Considering the utilitarian approach to decision making, a business owner must focus on the action and the result at the same time. Focusing on the action and the result calls for people to bear in mind that the action they would like to take should result in the best to the maximum number of people. This means that when a business decision is taken using the utilitarian approach, the greatest good should be considered to the greatest number of people. For example, business may decide to employ foreign worker cheaply in responding to the stiff completion which may require that the business to cut on the prices. You may find that without applying this, the business may be forced to layoff citizens of the country or cut on their wages which will not be a good response to workers. So in order to help the situation, compete and stay in the market, the business may be forced to adopt this policy (Debra, 2006).

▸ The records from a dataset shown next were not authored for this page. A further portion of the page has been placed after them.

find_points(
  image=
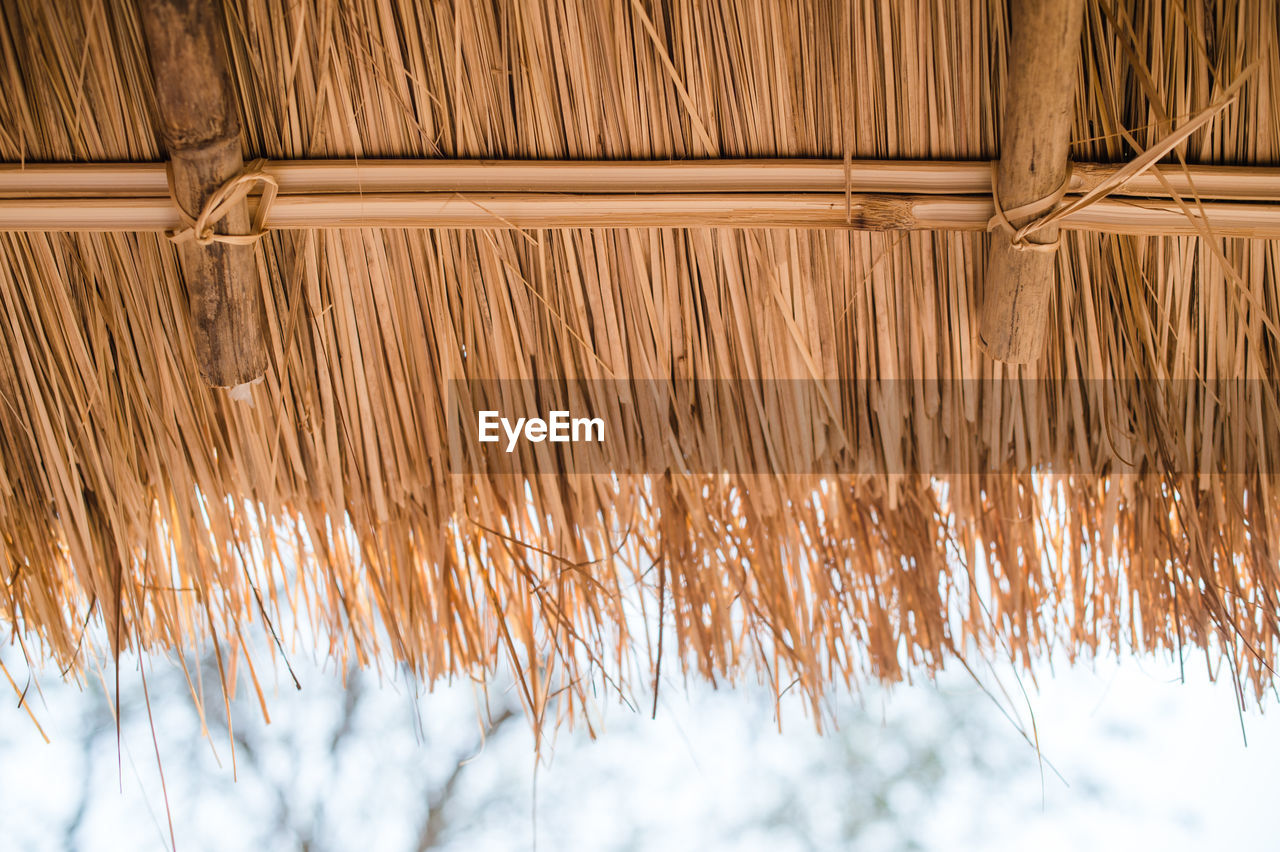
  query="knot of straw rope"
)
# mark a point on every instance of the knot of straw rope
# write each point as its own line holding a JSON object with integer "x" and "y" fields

Secondly, a business may decide to carry out decisions in-line with the moral rights. This approach relies so much on the moral principles without considering of what the consequences may turn out being. From the general view, there are some actions that are considered to be right or wrong. When faced with the situation that the competition is very stiff and you can not stay in the business, it is ethically wrong to pay your employees below the living wage. However, for the sake of the business, the business owners may decide to pay the low wages or close down the business despite what people, including your competitors may say or do.
We also have another approach to ethical decision making that can also be applicable in business. The universal approach to decision making is the same to the golden rule and basically involves two simple steps. One can decide to determine whether the decision he or she would like to take should apply to everyone under all circumstances and secondly considering whether the rule should be implemented for you by some party or yourself. For instance, if the only way to go in competition is to cut down the wages, then, there would be no alternative; everyone in the business must face it anytime the completion becomes stiff. Or if the best way is to compromise on the quality of the goods at the expense of customers then, every time competition is stiff, the value of goods has to be compromised.
Lastly, we have the cost-benefit approach to the business decisions. Under this approach, the business has to weigh the cost and the benefits of taking and not taking a certain action. Whichever out weighs the other should be adopted. For instance when considering taking action on the increased completion and in mind the business would like to compromise the quality of the products or cutting down on the employee’s wages, the business should consider the impacts that either side would have on the business. Consideration should also be on the whether to take that action or not and what consequences will the business face should the action be taken.
Businesses have very complex climate globally and ethical decisions may be very difficult to take. But as a business owner, people will always be expecting you to make decisions especially when things are not good and an abrupt decision is needed. However, these models that I have tried to explore may help a business owner to come up with an action that will be most appropriate. In such cases, business dilemmas may be solved quickly and the action that will be taken can be considered to be ethically correct.
Apart from just looking at the results, one should also learn from the past mistakes. Managers or the business owners should always be vigilant and reflect on the outcomes of their previous decisions before making another one. It is very normal that there is no one who can make perfect decisions consistently but when one makes consistent profitable decisions, he or she stands a better chance to move heights in the business.
Coon, D. (1986). Introduction to psychology: exploration and application (4th ed. ed.). St. Paul: West Pub. Co.
Debra S. (2006) Making ethical decisions in business in Portland, Conn. July/August — Vol. 84, No. 6
Monahan, G. (2000). Management of Decision Making. Cambridge: Cambridge University Press.